Four developmental stages of P. ostreatus , including mycelium (Myc), primordium (Pri, 2–3 mm diam), young fruiting body (Yfb, no gill formed), and mature fruiting body (Mfb, gills formed and spores dispersed), were produced and their RNA samples were harvested and stored at –80 °C as previously described (Xu et al., 2019). Then expression level of Po-MilR-1 from four developmental stages were analyzed by quantitative real-time PCR (qRT-PCR) with SYBR Green Master Mix (VAZYME, Nanjing, China) using the ABI ViiA7 Real-Time PCR System (Applied Biosystems, Fosterusing City, USA).
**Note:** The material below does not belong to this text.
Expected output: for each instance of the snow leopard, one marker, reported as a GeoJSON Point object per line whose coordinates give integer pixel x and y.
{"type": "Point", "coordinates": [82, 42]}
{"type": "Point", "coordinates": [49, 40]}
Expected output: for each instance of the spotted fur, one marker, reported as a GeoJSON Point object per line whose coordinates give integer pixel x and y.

Primers of Po-MilR-1 and 5S rRNA (internal reference) were listed in Table 1. All tested with three independent biological replicates and the relative expression was analyzed using 2^-ΔΔct method (Yin, Zheng, Zhu, Chen, & Ma, 2015).

Table 1. Primers for qRT-PCR in this study.
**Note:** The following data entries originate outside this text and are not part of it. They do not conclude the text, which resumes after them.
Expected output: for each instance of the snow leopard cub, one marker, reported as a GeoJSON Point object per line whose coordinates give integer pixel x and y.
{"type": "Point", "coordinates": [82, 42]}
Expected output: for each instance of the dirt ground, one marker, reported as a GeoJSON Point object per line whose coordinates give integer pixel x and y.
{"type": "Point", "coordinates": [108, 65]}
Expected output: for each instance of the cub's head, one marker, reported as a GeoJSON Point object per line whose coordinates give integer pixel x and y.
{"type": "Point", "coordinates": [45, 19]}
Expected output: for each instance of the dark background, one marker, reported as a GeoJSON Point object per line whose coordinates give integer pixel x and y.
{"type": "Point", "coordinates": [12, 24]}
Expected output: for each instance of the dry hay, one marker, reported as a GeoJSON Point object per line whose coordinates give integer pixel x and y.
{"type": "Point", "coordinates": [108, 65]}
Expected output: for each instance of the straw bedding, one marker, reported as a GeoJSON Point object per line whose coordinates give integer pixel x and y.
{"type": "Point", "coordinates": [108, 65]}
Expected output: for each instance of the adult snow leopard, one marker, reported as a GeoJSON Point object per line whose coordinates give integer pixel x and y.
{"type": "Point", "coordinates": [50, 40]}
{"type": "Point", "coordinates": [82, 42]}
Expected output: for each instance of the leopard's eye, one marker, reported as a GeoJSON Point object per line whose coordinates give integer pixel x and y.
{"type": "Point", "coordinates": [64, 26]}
Primers	Sequences (5'-3')	Descriptions
Loop primer	GTCGTATCCAGTGCAGGGTCCGAGGTATTCGCACTGGATACGACCAATCCTT	Primers for Po-MilR-1
QMilR-F	TGCGCGGTGGCGGCCGCAAG
QMilR-R	CCAGTGCAGGGTCCGAGGTATT
5S rRNA-F	GACTCTGAAAGCACCGCATC	Primers for 5S rRNA
5S rRNA-R	TCCCCCACCGTGGTACTAAC
Tubulin-F	GTTGGCGTTGGTGGGAGC	Primers for tubulin
Tubulin-R	CGGTTTCCACTATCGGCGAGTACTT
QPOH1-F	AAGTTATTGGAGTCGGGGCA	Primers for POH1
QPOH1-R	TTAGATGAGTTTGATGGGCG

2.3. Characterizations of Po-MilR-1

Based on the miRNA sequencing, characterizations of Po-MilR-1 were analyzed by bioinformatics. The secondary structure of Po-MilR-1 were explored by mireap (http://sourceforge.net/projects/mireap/) and target genes were predicted by psRobot and TargetFinder softwares (Bo & Wang, 2005; Dai & Zhao, 2011).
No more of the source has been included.